Reputation: 111
Is there a way to split a snowpark dataframe column based on a string?
Here is what I have tried so far
from snowflake.snowpark import Session
from snowflake.snowpark import functions as SF
connection_parameters = {
"account": "myaccount",
"user": "myuser",
}
session = Session.builder.configs(connection_parameters).create()
dh_session = session.table('tableName')
dh = dh_session.select(SF.to_timestamp(SF.col("timestamp")).as_("timestamp"),SF.col("name"))
# Split the name column by string delimiter '-AA' and get the first part
dh.select(SF.split("name",SF.lit("-AA").get_value(0)).as_("test")).show()
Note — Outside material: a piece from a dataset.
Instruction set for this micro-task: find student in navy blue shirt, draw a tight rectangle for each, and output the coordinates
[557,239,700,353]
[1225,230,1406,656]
However I get an error message
AttributeError: 'Column' object has no attribute 'getItem'
Thanks
Upvotes: 1
Views: 1989
Reputation: 21
Example of first using a filter then select with sample dataframe. Note this uses a 'like' match which may or may not be an accurate regex for your data.
from snowflake.snowpark import Session
from snowflake.snowpark import functions as SF
connection_parameters = {
"account": "myaccount",
"user": "myuser",
}
session = Session.builder.configs(connection_parameters).create()
##
## Create a dummy dataframe
##
dh = session.create_dataframe([["morning-CC", 2], ["hello-AA", 4],
["bye-BB", 7], ["another-AA", 3]], schema=["name", "col2"])
dh.filter("name like '%-AA%'").select(col("name"),
SF.split(col("name"),SF.lit("-"))[0].alias("test")).show()
"NAME" | "TEST" |
---|---|
hello-AA | "hello" |
another-AA | "another" |
Upvotes: 1
Reputation: 11
Instead of using get_value
, try using get
like so,
from snowflake.snowpark import Session
from snowflake.snowpark import functions as SF
connection_parameters = {
"account": "myaccount",
"user": "myuser",
}
session = Session.builder.configs(connection_parameters).create()
dh_session = session.table('tableName')
dh = dh_session.select(SF.to_timestamp(SF.col("timestamp")).as_("timestamp"),SF.col("name"))
# Split the name column by string delimiter '-AA' and get the first part
dh = dh.select(SF.split("name",SF.lit("-AA")).as_("split_name"))
dh.select(SF.get(dh.split_name, SF.lit(0)).as_("name[0]")).show()
Upvotes: 1